The task is as follows: it is necessary to generate non-repeating combinations of one number from each array. Those.

 (1,2,5), (2,3,4), (1,4,6), (2,3,5) и т.д.

Additional and mandatory limitation. When choosing a number from an array, we do not need to know which other two numbers lie inside this combination. Those. the algorithm must be stateless, i.e. stateless. Those. for example, the algorithm generated two combinations (1,2,5) and (2,3,4). And after the generation (2,3,4), the algorithm should not check whether such a combination was before (he does not and cannot do it, because he does not have a previous state).

Is it possible to solve this problem?

  • It seems that boost has functions for generating all combinations, permutations and placements. In short, this problem can be solved and it has already been solved. I didn’t really understand about stateless, but I think that it is also possible. - pepsicoca1 1:06 pm
  • @ pepsicoca1, I would have a solution on TypeScript, if possible. By stateless, you mean that you do not know what was generated before the current generation. Here is the current generation of a set of numbers and it should not depend on previous generations - Nick Laptev
  • About TypeScript I will not say anything since I work with C / C ++. But I think that has also been done for a long time. - pepsicoca1
  • @ pepsicoca1, the difficulty of the task is that there are essentially no permanent ones in it. The contents of the arrays of numbers may be different, the number of arrays is also unlimited, there is no saving the history of previous generations, so it seems to me that the task from the number of difficult ones is Nick Laptev
  • It is impossible to make this completely stateless - Zergatul pm

1 answer 1

The task looks completely trivial. We simply create exactly as many nested loops as arrays are given: by the first, by the second and by the third, and so on. array - and ready generator combinations. Everything. No checks on whether this combination was already needed are not needed. What for?

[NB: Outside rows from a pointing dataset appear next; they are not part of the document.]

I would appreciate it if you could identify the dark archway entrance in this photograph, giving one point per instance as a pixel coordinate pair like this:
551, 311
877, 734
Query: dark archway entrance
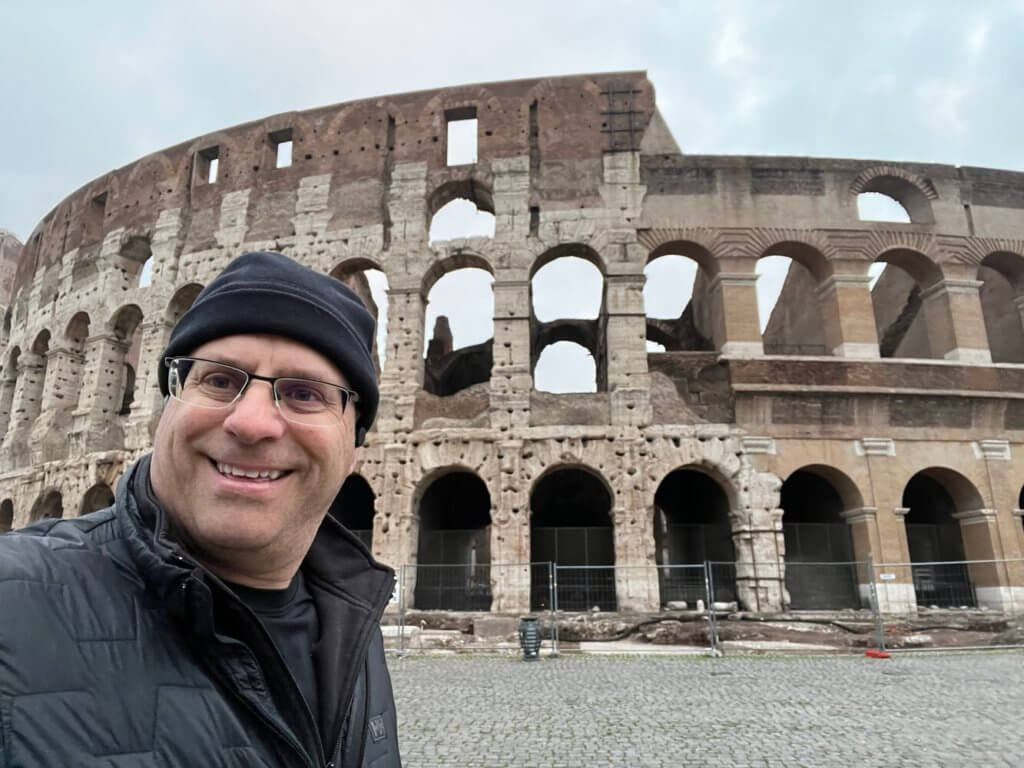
49, 505
353, 508
96, 498
691, 526
454, 553
570, 525
936, 546
820, 573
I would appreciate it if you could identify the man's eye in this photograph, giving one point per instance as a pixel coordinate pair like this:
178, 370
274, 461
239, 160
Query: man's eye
219, 381
303, 394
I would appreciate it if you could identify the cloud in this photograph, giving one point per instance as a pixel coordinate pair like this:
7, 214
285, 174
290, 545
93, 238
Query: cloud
730, 50
977, 39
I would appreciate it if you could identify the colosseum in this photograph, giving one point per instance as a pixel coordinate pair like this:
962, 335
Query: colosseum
869, 418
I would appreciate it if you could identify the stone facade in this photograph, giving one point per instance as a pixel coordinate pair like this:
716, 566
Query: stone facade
577, 166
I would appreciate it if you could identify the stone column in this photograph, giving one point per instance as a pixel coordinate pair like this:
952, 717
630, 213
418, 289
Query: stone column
402, 375
734, 299
629, 380
864, 537
48, 440
147, 406
395, 523
848, 316
510, 573
760, 549
511, 381
94, 423
980, 534
25, 409
893, 572
6, 400
955, 325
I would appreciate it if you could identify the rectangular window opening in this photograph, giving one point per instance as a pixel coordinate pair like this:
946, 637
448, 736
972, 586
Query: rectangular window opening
207, 165
281, 142
462, 128
93, 220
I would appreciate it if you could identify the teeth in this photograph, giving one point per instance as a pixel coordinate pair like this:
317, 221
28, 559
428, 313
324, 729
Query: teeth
254, 474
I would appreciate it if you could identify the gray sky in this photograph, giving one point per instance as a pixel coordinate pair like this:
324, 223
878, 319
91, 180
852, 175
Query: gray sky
88, 87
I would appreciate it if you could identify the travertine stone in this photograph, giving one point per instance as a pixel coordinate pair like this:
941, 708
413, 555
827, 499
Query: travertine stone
576, 166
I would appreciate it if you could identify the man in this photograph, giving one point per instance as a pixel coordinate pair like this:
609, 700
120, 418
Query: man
216, 614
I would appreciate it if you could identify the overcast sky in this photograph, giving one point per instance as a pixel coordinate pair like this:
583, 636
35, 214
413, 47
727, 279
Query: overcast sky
88, 87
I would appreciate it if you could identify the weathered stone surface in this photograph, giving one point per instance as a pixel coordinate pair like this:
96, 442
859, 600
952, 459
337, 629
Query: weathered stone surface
572, 166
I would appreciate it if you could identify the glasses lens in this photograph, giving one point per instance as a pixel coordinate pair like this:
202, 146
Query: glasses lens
205, 384
309, 401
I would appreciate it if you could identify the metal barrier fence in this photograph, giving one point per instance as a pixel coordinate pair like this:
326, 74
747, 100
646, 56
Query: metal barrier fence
816, 605
946, 604
469, 607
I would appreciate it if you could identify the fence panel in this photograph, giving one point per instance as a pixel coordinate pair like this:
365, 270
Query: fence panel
583, 588
475, 614
948, 604
823, 586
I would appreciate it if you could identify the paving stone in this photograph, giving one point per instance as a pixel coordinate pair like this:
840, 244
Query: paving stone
662, 712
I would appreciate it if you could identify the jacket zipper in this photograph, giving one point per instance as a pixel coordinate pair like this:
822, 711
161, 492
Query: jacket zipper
361, 654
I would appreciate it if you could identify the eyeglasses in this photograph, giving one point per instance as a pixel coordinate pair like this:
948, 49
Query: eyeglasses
215, 385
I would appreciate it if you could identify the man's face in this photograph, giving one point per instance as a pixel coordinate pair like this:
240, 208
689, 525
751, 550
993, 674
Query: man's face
230, 518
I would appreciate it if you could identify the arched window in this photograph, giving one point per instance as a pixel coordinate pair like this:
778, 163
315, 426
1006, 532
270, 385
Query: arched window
879, 207
460, 329
570, 525
691, 526
460, 210
566, 325
676, 305
453, 569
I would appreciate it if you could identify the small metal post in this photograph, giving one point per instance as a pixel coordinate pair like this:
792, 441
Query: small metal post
880, 632
553, 607
401, 610
712, 620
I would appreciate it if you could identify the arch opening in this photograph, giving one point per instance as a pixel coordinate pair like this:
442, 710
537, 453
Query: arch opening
820, 573
565, 367
96, 498
459, 352
353, 508
570, 525
1001, 296
936, 545
900, 320
453, 569
568, 323
788, 307
49, 505
461, 210
691, 526
877, 206
127, 326
676, 305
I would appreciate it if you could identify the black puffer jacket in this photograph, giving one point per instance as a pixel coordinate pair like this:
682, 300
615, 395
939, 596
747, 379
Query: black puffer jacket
109, 653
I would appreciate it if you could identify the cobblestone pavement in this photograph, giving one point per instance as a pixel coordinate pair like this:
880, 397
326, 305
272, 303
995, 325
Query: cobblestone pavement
927, 710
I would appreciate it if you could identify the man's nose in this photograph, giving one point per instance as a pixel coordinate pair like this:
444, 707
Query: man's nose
255, 416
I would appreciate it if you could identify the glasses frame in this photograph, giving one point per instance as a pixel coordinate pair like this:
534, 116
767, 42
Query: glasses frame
347, 395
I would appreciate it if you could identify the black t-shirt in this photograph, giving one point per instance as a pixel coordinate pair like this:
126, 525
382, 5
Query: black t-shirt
290, 617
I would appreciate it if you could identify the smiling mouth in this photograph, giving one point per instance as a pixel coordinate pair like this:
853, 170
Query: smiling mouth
229, 470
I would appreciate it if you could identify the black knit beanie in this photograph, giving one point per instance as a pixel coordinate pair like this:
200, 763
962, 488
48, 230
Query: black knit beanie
268, 293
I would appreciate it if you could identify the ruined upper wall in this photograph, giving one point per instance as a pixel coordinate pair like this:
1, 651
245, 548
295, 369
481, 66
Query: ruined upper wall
10, 254
563, 125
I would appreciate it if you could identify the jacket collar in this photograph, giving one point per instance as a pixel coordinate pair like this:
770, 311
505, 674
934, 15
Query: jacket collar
337, 559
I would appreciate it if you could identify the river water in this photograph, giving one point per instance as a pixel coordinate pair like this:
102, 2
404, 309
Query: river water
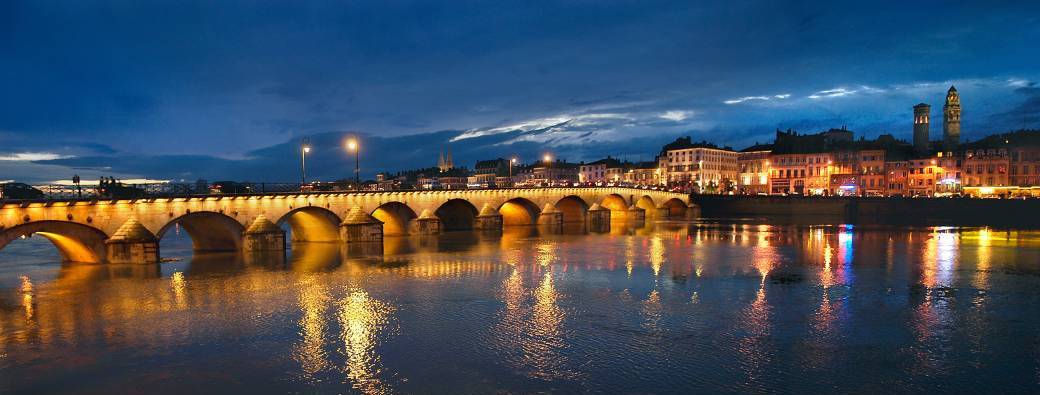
712, 307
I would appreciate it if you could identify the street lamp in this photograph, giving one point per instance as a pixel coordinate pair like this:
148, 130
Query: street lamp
512, 161
548, 168
305, 148
352, 145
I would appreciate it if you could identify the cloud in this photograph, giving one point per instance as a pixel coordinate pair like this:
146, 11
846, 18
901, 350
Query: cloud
31, 156
676, 115
745, 99
835, 93
757, 98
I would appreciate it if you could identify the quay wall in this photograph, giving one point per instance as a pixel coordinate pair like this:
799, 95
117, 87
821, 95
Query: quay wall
928, 211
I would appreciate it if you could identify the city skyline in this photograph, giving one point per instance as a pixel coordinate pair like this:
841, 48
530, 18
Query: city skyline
146, 107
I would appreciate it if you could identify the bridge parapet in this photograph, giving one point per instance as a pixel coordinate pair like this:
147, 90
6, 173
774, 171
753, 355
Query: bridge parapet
219, 222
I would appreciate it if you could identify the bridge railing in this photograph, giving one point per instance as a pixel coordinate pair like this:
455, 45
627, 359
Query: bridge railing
52, 192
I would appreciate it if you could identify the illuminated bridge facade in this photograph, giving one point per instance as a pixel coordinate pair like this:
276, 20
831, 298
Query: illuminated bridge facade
128, 231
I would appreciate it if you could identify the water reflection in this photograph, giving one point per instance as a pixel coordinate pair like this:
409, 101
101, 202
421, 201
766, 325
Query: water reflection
742, 308
363, 323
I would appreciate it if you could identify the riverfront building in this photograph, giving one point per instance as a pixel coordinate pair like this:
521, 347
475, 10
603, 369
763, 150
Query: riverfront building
700, 166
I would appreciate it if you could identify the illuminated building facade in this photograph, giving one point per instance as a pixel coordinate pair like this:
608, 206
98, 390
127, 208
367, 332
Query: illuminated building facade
701, 166
754, 165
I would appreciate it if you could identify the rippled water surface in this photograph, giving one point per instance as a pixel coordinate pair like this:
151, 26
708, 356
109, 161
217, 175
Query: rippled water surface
671, 308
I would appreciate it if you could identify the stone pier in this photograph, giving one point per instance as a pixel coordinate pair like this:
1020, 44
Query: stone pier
132, 243
551, 219
489, 219
262, 235
635, 215
599, 218
660, 212
359, 227
426, 224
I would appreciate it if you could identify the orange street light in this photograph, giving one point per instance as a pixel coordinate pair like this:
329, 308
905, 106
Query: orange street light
352, 145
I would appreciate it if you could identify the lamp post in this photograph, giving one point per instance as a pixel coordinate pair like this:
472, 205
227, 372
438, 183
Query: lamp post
306, 148
353, 146
548, 168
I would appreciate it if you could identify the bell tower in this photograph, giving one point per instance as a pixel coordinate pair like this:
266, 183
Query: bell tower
952, 121
920, 125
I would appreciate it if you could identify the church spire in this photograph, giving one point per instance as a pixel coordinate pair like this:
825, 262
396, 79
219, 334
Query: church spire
952, 121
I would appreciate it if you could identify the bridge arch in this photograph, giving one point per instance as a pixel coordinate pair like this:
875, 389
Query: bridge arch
312, 224
615, 202
209, 231
395, 216
646, 203
519, 211
675, 207
457, 214
574, 208
76, 242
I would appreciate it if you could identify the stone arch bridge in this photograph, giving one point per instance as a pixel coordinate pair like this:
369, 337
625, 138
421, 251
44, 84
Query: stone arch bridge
128, 231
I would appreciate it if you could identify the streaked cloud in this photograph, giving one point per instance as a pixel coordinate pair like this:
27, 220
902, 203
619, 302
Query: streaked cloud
31, 156
757, 98
676, 115
835, 93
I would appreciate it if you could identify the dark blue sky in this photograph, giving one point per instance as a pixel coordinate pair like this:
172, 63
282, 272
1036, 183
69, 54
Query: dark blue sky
225, 89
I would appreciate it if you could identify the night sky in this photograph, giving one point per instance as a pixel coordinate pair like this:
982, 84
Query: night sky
181, 90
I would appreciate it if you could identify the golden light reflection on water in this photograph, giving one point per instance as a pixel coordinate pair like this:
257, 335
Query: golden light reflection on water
541, 285
542, 349
310, 351
178, 284
362, 320
656, 254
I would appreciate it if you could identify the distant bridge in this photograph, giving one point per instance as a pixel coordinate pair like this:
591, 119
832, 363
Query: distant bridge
128, 231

The stateless requirement is not entirely clear. If you need to generate such combinations not all at once, but by external requests, while not saving any state between requests, then by the previous combination you can always build the following simply by searching for elements in arrays and thereby restoring the state of iterations (implying that the input arrays do not have duplicate elements).

Of course, something will have to be given to the input of a stateless generator, i.e. for example, the previous combination. There cannot be a generator of a deterministic sequence that requires nothing to enter and does not store state.